Understanding the p-value in statistics | Measure of evidence against the null hypothesis

P- value Distribution when Ho is true

In statistics, the p-value is a measure of the strength of evidence against the null hypothesis (Ho)

In statistics, the p-value is a measure of the strength of evidence against the null hypothesis (Ho). The p-value gives the probability of obtaining a test statistic or a more extreme value if the null hypothesis is true.

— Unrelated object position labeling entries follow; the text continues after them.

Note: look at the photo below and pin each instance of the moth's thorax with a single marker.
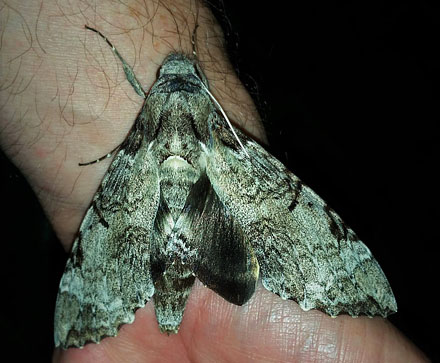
(179, 127)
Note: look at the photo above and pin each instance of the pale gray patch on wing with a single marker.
(306, 253)
(107, 276)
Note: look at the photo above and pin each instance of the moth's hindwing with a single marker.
(222, 257)
(107, 276)
(305, 251)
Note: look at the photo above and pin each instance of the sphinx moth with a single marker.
(186, 196)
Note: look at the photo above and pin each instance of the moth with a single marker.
(186, 196)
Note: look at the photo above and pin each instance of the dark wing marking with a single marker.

When the null hypothesis is true, the test statistic follows a specific probability distribution known as the null distribution. The form of this distribution depends on the specific test being performed. Commonly used distributions include the normal distribution, t-distribution, chi-squared distribution, and F-distribution.

The p-value measures the likelihood of observing data as extreme or more extreme than what was observed, assuming the null hypothesis is true. A small p-value indicates strong evidence against the null hypothesis, suggesting that the observed data is unlikely to occur if the null hypothesis is true. On the other hand, a large p-value suggests weak evidence against the null hypothesis, indicating that the observed data is likely to occur even if the null hypothesis is true.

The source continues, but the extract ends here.